Ainsi, de la Terre de Feu au Río Bravo, non seulement des organisations incompatibles du point de vue idéologique coïncident dans leurs représentations politiques et stratégiques ; mais aussi des militants d’extrême droite en viennent à rejoindre des organisations se revendiquant du marxisme, des secteurs du trotskisme ou du communisme participent à des mouvances nationaliste, des membres d’organisations révolutionnaires intègrent des groupes paramilitaires et des intellectuels passent du socialisme au «fascisme», ou jouent les conseillers entre des gouvernements antagoniques sur le plan idéologique.
La relation entre la nation en tant qu’idée et projet et le nationalisme comme “idéologie” fonde cette spécificité régionale. Les tensions et les filiations entre nation et révolution/restauration, dans laquelle s’inscrivent les différents mouvements politiques, constituent un terrain d’analyse privilégié. De multiples formes de circulations et d’alliances à l’intérieur du spectre politique, au premier regard improbables, se nourrissent d’une logique qui trouve dans l’anti-impérialisme, genre récurrent, leur manifestation la plus évidente. Cet aspect est indissociable des représentations du passé portées par le révisionnisme historique comme expression d’un projet culturel. Si cette dynamique trouve à s’exprimer de manières diverses sur le plan politique, les populismes contestataires latino-américains en constituent en revanche un cas paradigmatique. Dans la mesure où ils abordent conjointement à la fois la question sociale et la question nationale, ils forment, en effet, un type particulier de nationalisme propre à la région : la dimension identitaire y accompagne en effet l’aspect protestataire. Ici réside une différence importante par rapport aux autres expériences qualifiées de “nationalistes” ou “populistes”, aussi bien en Europe qu’en Amérique latine. Réfléchir sur la relation entre nation et contestation sociale conduirait par conséquent à mieux appréhender des circulations, des représentations et des pratiques politiques généralement perçues comme “atypiques” depuis les sociétés d’Europe occidentale. Ce propos consisterait, en dernière instance, à remettre en question le modèle dichotomique traditionnel entre des périphéries désignées bien qu’unifiées dans un soi-disant “Sud global” (des périphéries fragmentées dans les faits) et des centres globalisés jouant le rôle d’aires épistémiques productrices de connaissance.
L’actuelle crise sanitaire et ses conséquences sociales ont conféré une plus grande visibilité à cette dimension militante du politique rarement pensé par les SHS, dans laquelle les postures révisionnistes (en particulier en ce qui concerne la perception d’une histoire partagée, ou de politiques publiques sur des thèmes “unificateurs”), vont de pair avec un renouvellement des questionnements et des concepts politiques.

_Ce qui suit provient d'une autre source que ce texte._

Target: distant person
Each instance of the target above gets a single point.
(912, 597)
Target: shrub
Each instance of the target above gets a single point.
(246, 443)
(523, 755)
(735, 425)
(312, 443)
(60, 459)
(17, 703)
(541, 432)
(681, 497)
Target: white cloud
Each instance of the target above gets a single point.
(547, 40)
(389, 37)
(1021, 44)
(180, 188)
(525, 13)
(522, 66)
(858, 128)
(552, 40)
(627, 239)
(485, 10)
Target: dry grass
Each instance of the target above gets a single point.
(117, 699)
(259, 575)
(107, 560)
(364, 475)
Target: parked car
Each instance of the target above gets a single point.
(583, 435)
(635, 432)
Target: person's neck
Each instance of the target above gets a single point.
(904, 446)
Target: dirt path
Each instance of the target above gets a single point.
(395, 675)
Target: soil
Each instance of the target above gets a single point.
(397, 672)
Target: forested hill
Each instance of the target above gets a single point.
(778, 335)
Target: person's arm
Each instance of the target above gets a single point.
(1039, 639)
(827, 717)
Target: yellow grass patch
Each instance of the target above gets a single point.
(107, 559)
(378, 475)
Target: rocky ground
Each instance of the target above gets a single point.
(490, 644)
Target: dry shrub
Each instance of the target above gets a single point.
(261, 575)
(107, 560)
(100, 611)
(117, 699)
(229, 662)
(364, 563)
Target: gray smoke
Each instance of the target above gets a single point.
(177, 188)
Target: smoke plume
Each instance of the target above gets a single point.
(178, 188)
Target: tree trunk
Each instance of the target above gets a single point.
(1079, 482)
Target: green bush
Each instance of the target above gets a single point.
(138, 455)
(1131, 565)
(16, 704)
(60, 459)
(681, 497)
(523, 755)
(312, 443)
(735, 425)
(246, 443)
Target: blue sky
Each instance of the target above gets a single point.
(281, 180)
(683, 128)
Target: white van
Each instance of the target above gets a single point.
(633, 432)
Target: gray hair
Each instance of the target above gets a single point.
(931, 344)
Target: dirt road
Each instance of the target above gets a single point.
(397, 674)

Les propositions — en français et en espagnol — pourront nous parvenir depuis les différents champs des SHS et sont à envoyer conjointement aux trois organisateurs :
Frédérique Langue : frederique.langue@cnrs.fr
Edgardo Manero : edgardo.manero@ehess.fr
Laura Reali : mlreali@eila.univ-paris-diderot.fr
Sous la forme suivante :
- titre
- nom
- rattachement institutionnel de l’auteur(e)
- courriel
- résumé de 300 mots.
Date limite de réception des propositions : 15 mars 2021.


Appel à communications en espagnol :

CIRCULAR ENTRE LOS “EXTREMOS”. EL NACIONALISMO (S) COMO DENOMINADOR COMÚN. AMÉRICAS-EUROPA (siglos XX-XXI)

Nos complace invitarlos a la jornada de estudio internacional "Circular entre los extremos. El nacionalismo (s) como denominador común. América-Europa (siglos XX-XXI) " que se llevará a cabo el martes 20 y miércoles 21 de abril de 2021.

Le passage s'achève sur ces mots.